ETL for identity verification AI-based systems
The state of the art identity verification systems are currently based on artificial intelligence (AI) technology. These systems are fueled with data:
- Quantity: these systems need huge amounts of labeled (or unlabeled) data to be trained.
- Speed: these systems need to be trained periodically with new data to be able to detect new kinds of spoofing that attackers are constantly figuring out in order to fool the system.
- Quality: the quality of the data is key in order to have reliable identity verification systems.
In our dedication to enhancing our systems, at Alice Biometrics we integrate DataOps principles to ensure optimum performance of our verification systems. In this post, we explain the key role of ETL processes within our operations, highlighting how they enhance our identity verification systems.
What is ETL?
Extract, Transform, Load (ETL) aims to ensure that data is accessible, meaningful, and ready for usage by different teams or applications within an organization. These processes handle large volumes of data from various sources, refine that data, and make it suitable for analytics, machine learning (ML) models, reporting, etc. In this post, we’ll focus on the ETL processes that make data suitable for ML models that empower our identity verification systems.
Let’s break down each component of ETL and how it aligns with the operations at Alice Biometrics:
Extraction involves gathering data from different sources, which can include databases, files, external APIs, and more. These sources often have varying formats, and structures.
At our case, we collect data from disparate sources including internal data from our database, data captures performed by the Alice team to cover specific cases, or external data such as open datasets provided by companies or universities, among others.

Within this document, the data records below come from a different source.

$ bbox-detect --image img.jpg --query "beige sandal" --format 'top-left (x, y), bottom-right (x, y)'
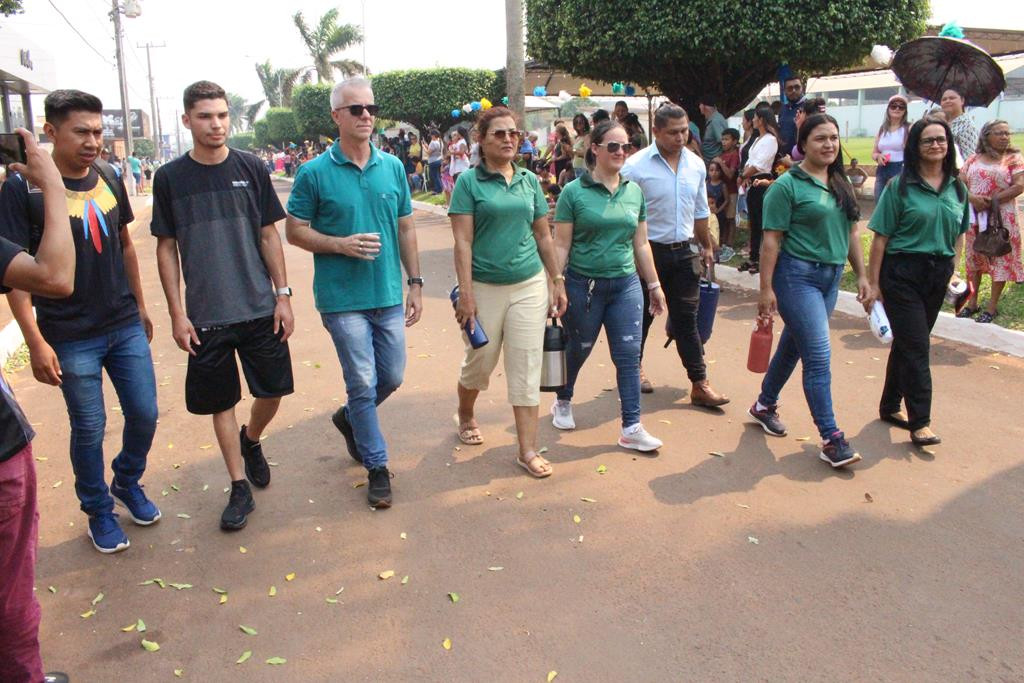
top-left (458, 426), bottom-right (483, 445)
top-left (517, 452), bottom-right (552, 478)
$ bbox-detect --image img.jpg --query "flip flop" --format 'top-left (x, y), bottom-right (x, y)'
top-left (516, 452), bottom-right (553, 478)
top-left (458, 427), bottom-right (483, 445)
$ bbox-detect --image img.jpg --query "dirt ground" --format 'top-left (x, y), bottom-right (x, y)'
top-left (12, 183), bottom-right (1023, 682)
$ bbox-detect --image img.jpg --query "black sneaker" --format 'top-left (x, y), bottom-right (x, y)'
top-left (240, 425), bottom-right (271, 488)
top-left (748, 402), bottom-right (787, 436)
top-left (221, 480), bottom-right (254, 530)
top-left (331, 406), bottom-right (362, 463)
top-left (819, 431), bottom-right (862, 469)
top-left (367, 466), bottom-right (393, 508)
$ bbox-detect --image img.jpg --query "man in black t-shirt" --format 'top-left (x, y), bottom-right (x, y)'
top-left (153, 81), bottom-right (294, 531)
top-left (0, 90), bottom-right (160, 556)
top-left (0, 128), bottom-right (75, 683)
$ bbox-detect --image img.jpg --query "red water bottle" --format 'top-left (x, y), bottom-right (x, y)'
top-left (747, 317), bottom-right (774, 373)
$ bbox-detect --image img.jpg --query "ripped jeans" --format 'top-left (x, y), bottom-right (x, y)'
top-left (557, 269), bottom-right (644, 428)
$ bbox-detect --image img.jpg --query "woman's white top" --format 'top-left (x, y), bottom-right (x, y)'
top-left (877, 127), bottom-right (907, 163)
top-left (745, 134), bottom-right (778, 174)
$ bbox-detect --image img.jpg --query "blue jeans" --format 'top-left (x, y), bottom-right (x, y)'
top-left (51, 323), bottom-right (158, 516)
top-left (757, 252), bottom-right (843, 440)
top-left (557, 270), bottom-right (644, 428)
top-left (428, 161), bottom-right (442, 193)
top-left (321, 305), bottom-right (406, 469)
top-left (873, 160), bottom-right (903, 202)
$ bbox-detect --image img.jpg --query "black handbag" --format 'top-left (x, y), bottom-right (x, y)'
top-left (974, 198), bottom-right (1012, 258)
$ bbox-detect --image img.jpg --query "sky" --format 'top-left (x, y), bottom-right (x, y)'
top-left (3, 0), bottom-right (1023, 138)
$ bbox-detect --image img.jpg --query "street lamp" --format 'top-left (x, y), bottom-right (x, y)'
top-left (110, 0), bottom-right (142, 157)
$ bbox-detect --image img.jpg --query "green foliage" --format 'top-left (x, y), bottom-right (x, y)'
top-left (228, 132), bottom-right (256, 151)
top-left (372, 68), bottom-right (498, 140)
top-left (293, 8), bottom-right (364, 83)
top-left (0, 0), bottom-right (23, 15)
top-left (559, 97), bottom-right (599, 119)
top-left (525, 0), bottom-right (928, 116)
top-left (132, 138), bottom-right (155, 158)
top-left (254, 61), bottom-right (306, 108)
top-left (292, 84), bottom-right (336, 141)
top-left (255, 108), bottom-right (300, 148)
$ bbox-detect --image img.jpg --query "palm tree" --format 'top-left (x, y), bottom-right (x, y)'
top-left (226, 93), bottom-right (266, 133)
top-left (292, 8), bottom-right (365, 83)
top-left (254, 61), bottom-right (305, 108)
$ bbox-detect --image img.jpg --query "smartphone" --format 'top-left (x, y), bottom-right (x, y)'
top-left (0, 133), bottom-right (26, 166)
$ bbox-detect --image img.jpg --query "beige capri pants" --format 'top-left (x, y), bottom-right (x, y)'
top-left (459, 270), bottom-right (549, 406)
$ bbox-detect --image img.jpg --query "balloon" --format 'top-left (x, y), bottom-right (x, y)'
top-left (611, 82), bottom-right (624, 94)
top-left (470, 101), bottom-right (482, 111)
top-left (462, 103), bottom-right (473, 113)
top-left (480, 98), bottom-right (493, 110)
top-left (533, 85), bottom-right (547, 97)
top-left (869, 44), bottom-right (894, 67)
top-left (579, 84), bottom-right (592, 98)
top-left (625, 85), bottom-right (636, 96)
top-left (501, 96), bottom-right (509, 105)
top-left (451, 109), bottom-right (461, 118)
top-left (557, 90), bottom-right (571, 101)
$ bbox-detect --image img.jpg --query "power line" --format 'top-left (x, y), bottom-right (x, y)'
top-left (46, 0), bottom-right (117, 68)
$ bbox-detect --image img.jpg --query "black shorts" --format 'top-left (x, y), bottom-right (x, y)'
top-left (185, 316), bottom-right (293, 415)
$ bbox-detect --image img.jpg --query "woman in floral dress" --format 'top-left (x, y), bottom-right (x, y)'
top-left (959, 119), bottom-right (1024, 323)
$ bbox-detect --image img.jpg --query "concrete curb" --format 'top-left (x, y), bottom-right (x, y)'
top-left (713, 265), bottom-right (1024, 358)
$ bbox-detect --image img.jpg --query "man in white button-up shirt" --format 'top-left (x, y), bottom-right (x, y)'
top-left (621, 103), bottom-right (729, 408)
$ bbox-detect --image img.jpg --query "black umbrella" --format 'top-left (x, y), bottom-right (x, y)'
top-left (891, 36), bottom-right (1005, 107)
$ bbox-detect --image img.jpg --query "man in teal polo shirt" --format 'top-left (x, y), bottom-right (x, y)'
top-left (285, 77), bottom-right (423, 508)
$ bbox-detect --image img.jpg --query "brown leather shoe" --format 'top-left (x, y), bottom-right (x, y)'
top-left (639, 366), bottom-right (653, 394)
top-left (690, 381), bottom-right (730, 408)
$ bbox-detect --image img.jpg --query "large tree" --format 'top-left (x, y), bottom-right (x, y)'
top-left (293, 8), bottom-right (365, 83)
top-left (226, 93), bottom-right (263, 134)
top-left (292, 84), bottom-right (336, 141)
top-left (254, 61), bottom-right (306, 108)
top-left (525, 0), bottom-right (928, 118)
top-left (372, 68), bottom-right (499, 141)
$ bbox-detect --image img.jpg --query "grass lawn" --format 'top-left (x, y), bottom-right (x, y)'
top-left (412, 190), bottom-right (446, 207)
top-left (841, 134), bottom-right (1024, 167)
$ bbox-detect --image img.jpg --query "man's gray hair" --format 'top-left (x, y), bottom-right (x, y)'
top-left (654, 103), bottom-right (688, 129)
top-left (330, 77), bottom-right (373, 109)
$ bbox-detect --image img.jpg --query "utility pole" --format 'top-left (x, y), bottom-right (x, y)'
top-left (505, 0), bottom-right (525, 120)
top-left (174, 109), bottom-right (182, 156)
top-left (111, 0), bottom-right (133, 157)
top-left (137, 41), bottom-right (166, 158)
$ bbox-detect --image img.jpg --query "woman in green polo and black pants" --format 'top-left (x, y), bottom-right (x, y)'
top-left (449, 106), bottom-right (567, 478)
top-left (868, 118), bottom-right (969, 447)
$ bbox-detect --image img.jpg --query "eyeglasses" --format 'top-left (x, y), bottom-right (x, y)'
top-left (888, 103), bottom-right (906, 110)
top-left (490, 128), bottom-right (522, 140)
top-left (597, 142), bottom-right (634, 154)
top-left (988, 130), bottom-right (1012, 137)
top-left (920, 136), bottom-right (948, 147)
top-left (335, 104), bottom-right (380, 117)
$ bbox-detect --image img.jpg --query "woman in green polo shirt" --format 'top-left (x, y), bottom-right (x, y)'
top-left (867, 118), bottom-right (969, 447)
top-left (448, 106), bottom-right (567, 478)
top-left (549, 120), bottom-right (667, 451)
top-left (750, 113), bottom-right (871, 469)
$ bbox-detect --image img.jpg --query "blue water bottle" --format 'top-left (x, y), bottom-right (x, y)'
top-left (450, 285), bottom-right (489, 349)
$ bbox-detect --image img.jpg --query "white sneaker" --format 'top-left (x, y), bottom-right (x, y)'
top-left (551, 400), bottom-right (575, 430)
top-left (618, 423), bottom-right (663, 452)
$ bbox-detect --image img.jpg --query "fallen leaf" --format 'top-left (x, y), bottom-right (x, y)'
top-left (239, 546), bottom-right (247, 554)
top-left (515, 491), bottom-right (524, 500)
top-left (239, 625), bottom-right (258, 636)
top-left (580, 497), bottom-right (597, 503)
top-left (442, 638), bottom-right (452, 650)
top-left (219, 594), bottom-right (228, 605)
top-left (174, 669), bottom-right (183, 678)
top-left (325, 597), bottom-right (338, 604)
top-left (537, 446), bottom-right (549, 454)
top-left (236, 651), bottom-right (252, 664)
top-left (864, 492), bottom-right (874, 503)
top-left (709, 451), bottom-right (725, 458)
top-left (199, 444), bottom-right (213, 450)
top-left (168, 583), bottom-right (192, 590)
top-left (52, 480), bottom-right (63, 488)
top-left (596, 464), bottom-right (607, 474)
top-left (121, 623), bottom-right (136, 632)
top-left (378, 570), bottom-right (395, 580)
top-left (352, 481), bottom-right (366, 489)
top-left (140, 639), bottom-right (160, 652)
top-left (80, 609), bottom-right (95, 619)
top-left (136, 618), bottom-right (146, 632)
top-left (400, 532), bottom-right (407, 540)
top-left (91, 592), bottom-right (104, 606)
top-left (401, 575), bottom-right (409, 585)
top-left (139, 578), bottom-right (166, 588)
top-left (335, 587), bottom-right (345, 595)
top-left (795, 436), bottom-right (810, 442)
top-left (573, 514), bottom-right (581, 524)
top-left (285, 572), bottom-right (296, 582)
top-left (548, 672), bottom-right (559, 682)
top-left (658, 419), bottom-right (672, 425)
top-left (212, 587), bottom-right (227, 594)
top-left (170, 484), bottom-right (180, 492)
top-left (268, 586), bottom-right (277, 597)
top-left (748, 536), bottom-right (760, 545)
top-left (448, 592), bottom-right (460, 603)
top-left (265, 657), bottom-right (287, 665)
top-left (736, 503), bottom-right (750, 509)
top-left (989, 365), bottom-right (1000, 370)
top-left (47, 586), bottom-right (57, 594)
top-left (35, 456), bottom-right (47, 462)
top-left (202, 484), bottom-right (209, 492)
top-left (161, 490), bottom-right (169, 497)
top-left (488, 566), bottom-right (503, 572)
top-left (176, 513), bottom-right (191, 519)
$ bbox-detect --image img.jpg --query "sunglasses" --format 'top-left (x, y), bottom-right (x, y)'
top-left (336, 104), bottom-right (380, 117)
top-left (920, 136), bottom-right (947, 147)
top-left (490, 128), bottom-right (522, 140)
top-left (597, 141), bottom-right (634, 154)
top-left (889, 103), bottom-right (906, 110)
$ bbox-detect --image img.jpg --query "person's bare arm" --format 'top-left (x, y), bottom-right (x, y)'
top-left (848, 223), bottom-right (873, 310)
top-left (450, 213), bottom-right (477, 331)
top-left (7, 291), bottom-right (61, 385)
top-left (285, 214), bottom-right (379, 257)
top-left (633, 220), bottom-right (666, 316)
top-left (868, 232), bottom-right (888, 306)
top-left (397, 213), bottom-right (422, 326)
top-left (259, 222), bottom-right (294, 341)
top-left (757, 230), bottom-right (783, 320)
top-left (551, 220), bottom-right (574, 274)
top-left (155, 235), bottom-right (200, 356)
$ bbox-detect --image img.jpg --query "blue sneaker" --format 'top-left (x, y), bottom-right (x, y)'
top-left (110, 479), bottom-right (161, 525)
top-left (87, 512), bottom-right (130, 554)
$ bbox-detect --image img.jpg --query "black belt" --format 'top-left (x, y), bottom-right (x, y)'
top-left (651, 240), bottom-right (692, 251)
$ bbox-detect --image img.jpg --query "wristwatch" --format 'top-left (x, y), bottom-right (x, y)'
top-left (275, 286), bottom-right (293, 297)
top-left (407, 277), bottom-right (424, 286)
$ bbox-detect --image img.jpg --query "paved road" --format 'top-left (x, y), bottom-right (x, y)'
top-left (15, 181), bottom-right (1023, 681)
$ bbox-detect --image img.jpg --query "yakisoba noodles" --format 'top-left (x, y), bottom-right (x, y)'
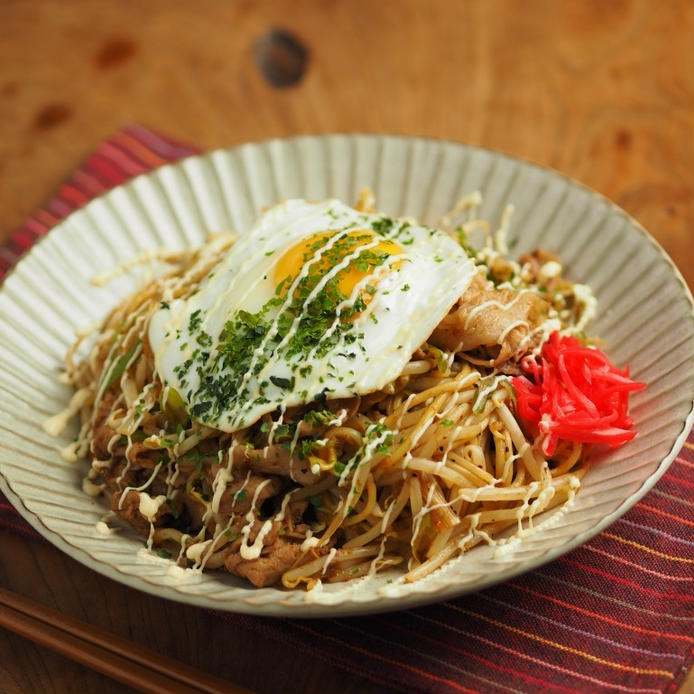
top-left (49, 191), bottom-right (643, 588)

Transformation is the process of cleaning, enriching, and structuring the raw data retrieved in the Extract phase, making the data consistent and suitable for analysis. This step is crucial for ensuring the accuracy and relevance of the data.
In our organization, this step involves aggregating annotations or labels (previously performed by Alice’s team) to our data to be able to perform ML training in a supervised manner. Other kinds of annotations are also aggregated automatically through inference of different ML models. In this step, the data is also structured to fit the schema of our tables defined in our data warehouse.
Loading is the phase where the transformed data is stored in a destination system, typically a data warehouse or a data lake, making it readily available for data users or applications.
At Alice Biometrics, the transformed data is loaded into our powerful data warehouse in BigQuery. This centralized repository serves as a key resource for ML users, allowing them to access easily the data that feed the ML models.
Various options exist for an analytical database, including data warehouses and data lakes, with different tools and services available for implementation. However, this will be discussed in a subsequent post.
Let’s now explore additional concepts associated with these ETL processes.
ETL is usually orchestrated using data pipelines, that is, these processes are executed periodically in a controlled and automated manner (data orchestration).
There are multiple tools for orchestrating ETL processes through data pipelines including Apache Airflow, AWS Glue, Azure Data Factory, etc. In Alice, we use cronjobs in Kubernetes for orchestrating our ETL processes.
Batch or streaming ETL
There are two different approaches regarding data processing for performing ETL processes:
- Batch ETL involves processing data in batches at scheduled intervals or triggered based upon some event. Data is collected over a period, and then the entire batch is processed at once.
- Streaming ETL processes data in real-time, that is, as soon as it’s generated or ingested.
The choice between batch and streaming ETL depends on the specific needs and requirements of the use cases, latency constraints, infrastructure capabilities, the volume of data to handle, and other relevant factors.
In this particular use case, we strongly recommend choosing batch processing whenever possible. At Alice, we initially embraced streaming processing, but encountered various challenges such as increased complexity and a high volume of write operations to the data warehouse. Given that our use case has relatively relaxed latency requirements (there’s no immediate need for access the data), along with other considerations, we made the strategic decision to transition to batch processing. This shift has allowed us to address these challenges effectively and optimize our overall data processing approach.
We also process other datasets in a bulk fashion due to their static nature.
Data infrastructure is the foundation upon which the entire DataOps ecosystem is built, including the ETL processes. It encompasses the technology, and architecture that support the storage, movement, processing, scaling, and management of data. Mechanisms for monitoring and alerting are also essential to ensure the health, availability, and performance of the data infrastructure and the data pipelines it supports.
The data infrastructure in Alice Biometrics relies on both cloud and on-premises resources, including tools and services such as Elasticsearch, BigQuery, Kubernetes, RabbitMQ, and Kibana, among others.
By leveraging ETL processes, we collect data from various sources, making it suitable and easily accessible for fueling our ML models. This allows us to keep our identity verification systems reliable, being fueled with quality data and capable of adapting quickly to new data patterns.
Ultimately, with the automation of data preparation, among other automated ML-specific tasks such as training, evaluation, and deployment, we achieve a fully automated pipeline for continuously retraining our ML models. This will be covered in a following post but it basically allows our identity verification systems to be updated frequently, capture emerging data patterns (e.g. new kinds of attacks), and make sure that our systems are not negatively impacted.